Sunday, March 15, 2020

Dirty Harry #02 - Death on the Docks

After the third Dirty Harry film, The Enforcer, star actor Clint Eastwood announced he would no longer contribute to the film franchise. The studio, Warner Brothers, decided that fans of these flicks would still be willing to shell out cash for more of the character's adventures. Under their publishing brand of Men of Action (S-Com, C.A.T.S.), the studio licensed 12 paperbacks starring Dirty Harry himself, Lieutenant Harry Callahan. The house name was Dane Hartman, but in reality the books were authored by Richard S. Meyers (1953- ) and Leslie Alan Horvitz (1948- ). Strategic marketing created striking, illustrated book covers to lure men's action-adventure readers like myself. I happened upon the series second installment, Death on the Docks, published in 1981.

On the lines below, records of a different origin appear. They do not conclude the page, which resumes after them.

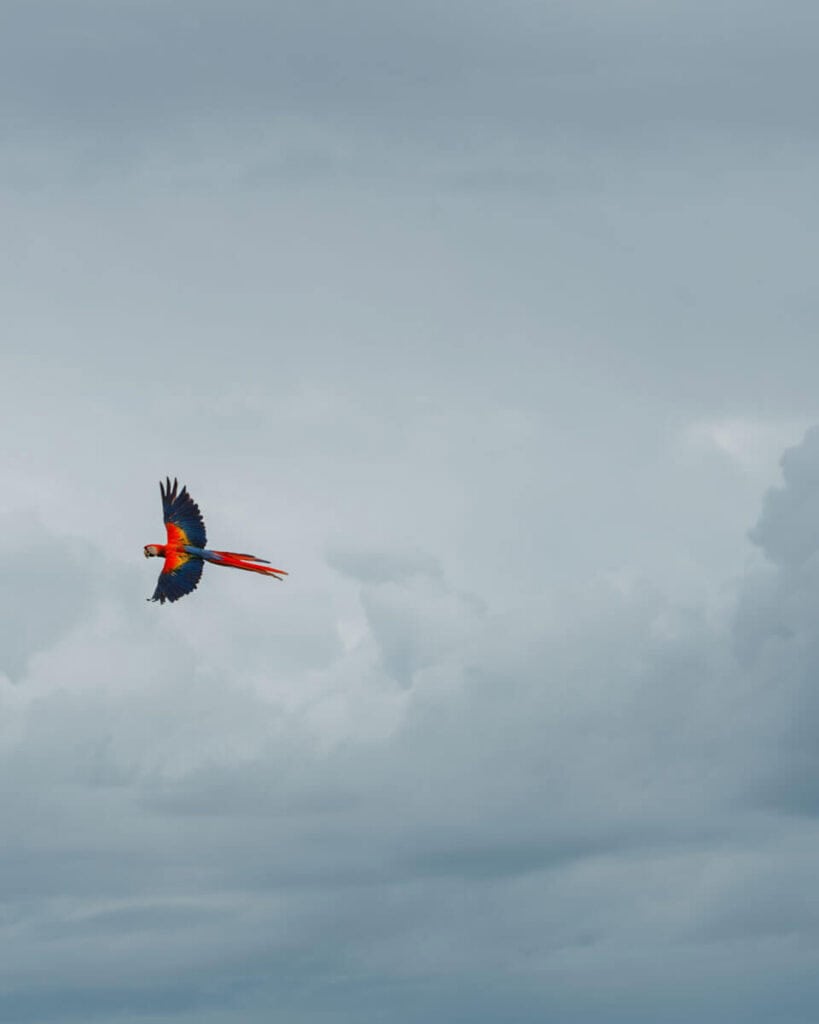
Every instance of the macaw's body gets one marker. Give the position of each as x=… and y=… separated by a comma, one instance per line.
x=185, y=551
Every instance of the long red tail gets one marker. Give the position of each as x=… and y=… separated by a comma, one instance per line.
x=249, y=562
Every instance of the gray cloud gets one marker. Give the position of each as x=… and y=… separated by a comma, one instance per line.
x=485, y=323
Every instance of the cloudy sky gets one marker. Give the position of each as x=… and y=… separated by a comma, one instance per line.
x=496, y=324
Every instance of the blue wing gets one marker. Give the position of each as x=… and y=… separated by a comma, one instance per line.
x=177, y=582
x=181, y=513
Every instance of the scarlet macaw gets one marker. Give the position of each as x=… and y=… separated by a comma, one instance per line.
x=185, y=553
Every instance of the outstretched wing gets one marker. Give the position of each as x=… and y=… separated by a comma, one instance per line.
x=179, y=576
x=182, y=517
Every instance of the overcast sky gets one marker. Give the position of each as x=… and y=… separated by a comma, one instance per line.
x=496, y=325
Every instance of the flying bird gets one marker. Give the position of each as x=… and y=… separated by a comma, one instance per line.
x=184, y=552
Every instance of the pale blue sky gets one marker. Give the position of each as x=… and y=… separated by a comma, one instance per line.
x=491, y=323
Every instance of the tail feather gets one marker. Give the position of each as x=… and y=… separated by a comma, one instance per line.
x=248, y=562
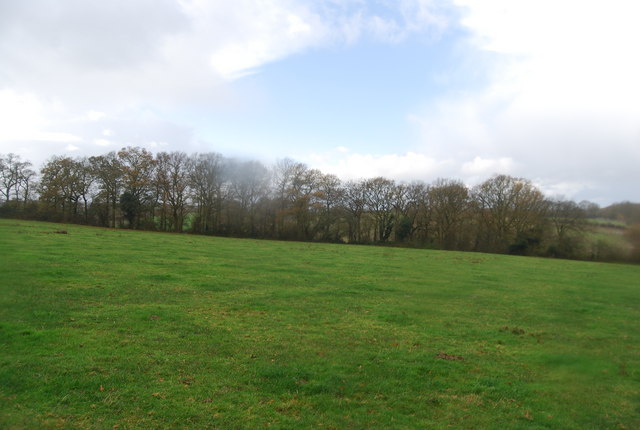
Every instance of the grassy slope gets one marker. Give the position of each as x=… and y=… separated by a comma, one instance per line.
x=103, y=328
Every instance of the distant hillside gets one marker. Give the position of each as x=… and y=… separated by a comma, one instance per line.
x=626, y=212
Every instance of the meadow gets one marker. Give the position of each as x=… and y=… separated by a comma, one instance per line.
x=120, y=329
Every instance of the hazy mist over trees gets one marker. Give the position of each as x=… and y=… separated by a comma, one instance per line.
x=212, y=194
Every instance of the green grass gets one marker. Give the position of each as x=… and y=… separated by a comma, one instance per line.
x=118, y=329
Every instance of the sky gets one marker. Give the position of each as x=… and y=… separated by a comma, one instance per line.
x=412, y=90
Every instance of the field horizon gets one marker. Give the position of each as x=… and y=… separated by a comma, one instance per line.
x=104, y=328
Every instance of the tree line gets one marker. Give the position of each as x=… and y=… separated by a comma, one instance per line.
x=212, y=194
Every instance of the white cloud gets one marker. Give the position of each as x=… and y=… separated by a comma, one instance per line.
x=95, y=115
x=483, y=168
x=561, y=102
x=401, y=167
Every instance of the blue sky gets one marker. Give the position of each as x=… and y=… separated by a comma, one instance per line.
x=407, y=89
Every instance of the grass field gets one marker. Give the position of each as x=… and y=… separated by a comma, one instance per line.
x=117, y=329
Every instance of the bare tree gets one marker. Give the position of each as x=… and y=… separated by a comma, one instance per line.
x=450, y=209
x=207, y=184
x=511, y=212
x=380, y=198
x=138, y=197
x=173, y=174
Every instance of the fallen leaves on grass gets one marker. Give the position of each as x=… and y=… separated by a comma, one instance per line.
x=449, y=357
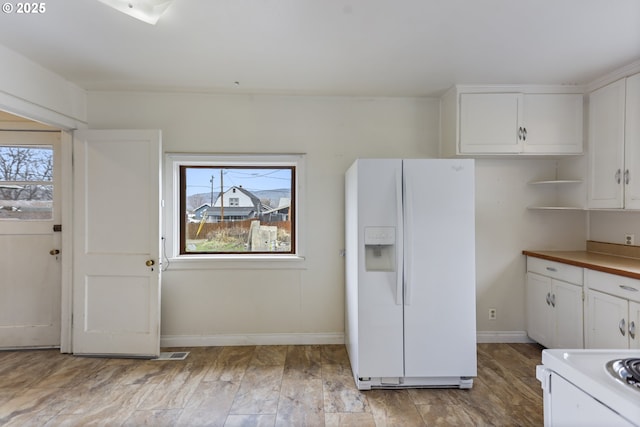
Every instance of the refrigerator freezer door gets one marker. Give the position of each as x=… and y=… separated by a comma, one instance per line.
x=379, y=318
x=439, y=315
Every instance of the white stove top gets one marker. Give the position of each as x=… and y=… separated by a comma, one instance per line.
x=586, y=369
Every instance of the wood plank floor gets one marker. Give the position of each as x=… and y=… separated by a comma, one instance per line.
x=257, y=386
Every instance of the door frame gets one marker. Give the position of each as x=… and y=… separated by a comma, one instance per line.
x=66, y=294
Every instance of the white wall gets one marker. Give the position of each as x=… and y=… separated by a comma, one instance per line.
x=29, y=90
x=227, y=305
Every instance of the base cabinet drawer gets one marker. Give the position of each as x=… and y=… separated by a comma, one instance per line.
x=554, y=307
x=612, y=311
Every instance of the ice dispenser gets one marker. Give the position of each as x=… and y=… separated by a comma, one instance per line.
x=380, y=248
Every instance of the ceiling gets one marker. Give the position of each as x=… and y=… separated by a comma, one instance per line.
x=330, y=47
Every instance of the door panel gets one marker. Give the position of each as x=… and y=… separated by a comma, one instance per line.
x=30, y=277
x=379, y=311
x=440, y=332
x=116, y=233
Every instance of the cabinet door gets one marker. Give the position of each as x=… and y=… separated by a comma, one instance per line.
x=606, y=321
x=489, y=123
x=539, y=319
x=553, y=123
x=632, y=144
x=633, y=327
x=606, y=146
x=566, y=300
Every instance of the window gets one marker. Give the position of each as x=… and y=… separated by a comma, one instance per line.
x=236, y=205
x=26, y=182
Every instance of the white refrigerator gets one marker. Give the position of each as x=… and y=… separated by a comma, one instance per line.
x=410, y=273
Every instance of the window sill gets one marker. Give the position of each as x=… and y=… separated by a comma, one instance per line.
x=234, y=262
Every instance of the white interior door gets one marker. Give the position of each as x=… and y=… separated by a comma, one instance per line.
x=116, y=290
x=30, y=269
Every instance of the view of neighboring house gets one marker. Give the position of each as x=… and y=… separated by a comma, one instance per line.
x=238, y=204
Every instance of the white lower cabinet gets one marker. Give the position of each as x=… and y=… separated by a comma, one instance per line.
x=612, y=311
x=554, y=304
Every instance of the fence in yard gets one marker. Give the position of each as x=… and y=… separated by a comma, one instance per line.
x=237, y=229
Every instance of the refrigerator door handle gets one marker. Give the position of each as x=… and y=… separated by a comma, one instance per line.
x=408, y=239
x=399, y=240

A San Francisco labor union called Local 242 of the Brotherhood of Longshoremen has found itself in a political upheaval. The union is led by a vile criminal named Braxton. A candidate to the union's presidency, Tuber, hopes to wrest control from Braxton, but those attempts are quickly flushed in the novel's opening pages. In a violent crescendo, Braxton has hitmen kill Tuber and his family. Problem solved...until Callahan is called in to lead the murder investigation.

In what becomes a familiar pattern, Callahan is handed various clues in haphazard fashion from shallow characters that have a one or two chapter lifespan. The author doesn't attempt to create a mystery or develop a story in which Callahan, and readers, slowly solve the crime. Instead, the chapters just feature Callahan being directed to various locales – bar, dock, store, house - and shooting a criminal. When the action is exported to a small Caribbean island, where Braxton has fled, the climax comes in baby steps that fail to deliver an explosive, plausible or satisfying conclusion.

In short, Death on the Docks is like one of those dives located south of the Mason-Dixon Line that swears they have real New York pizza. After a few bites you realize it's just a soggy, messy imitation. No validity. It's just not authentic. On sample size, these novels aren't of the same quality as the film franchise. They won't "make your day"...only ruin it.

Buy a copy of this book HERE

2 comments:

  1. Thanks for the frank review. The first film was one of my all-time favourites, so when this series came out, I could barely contain my teenage excitement, and scooped up as many as I could find. I blamed myself for finding them unreadable, and every time I encounter them at second-hand bookshops, I wonder if my older and wiser self would appreciate them better. This review convinces me otherwise.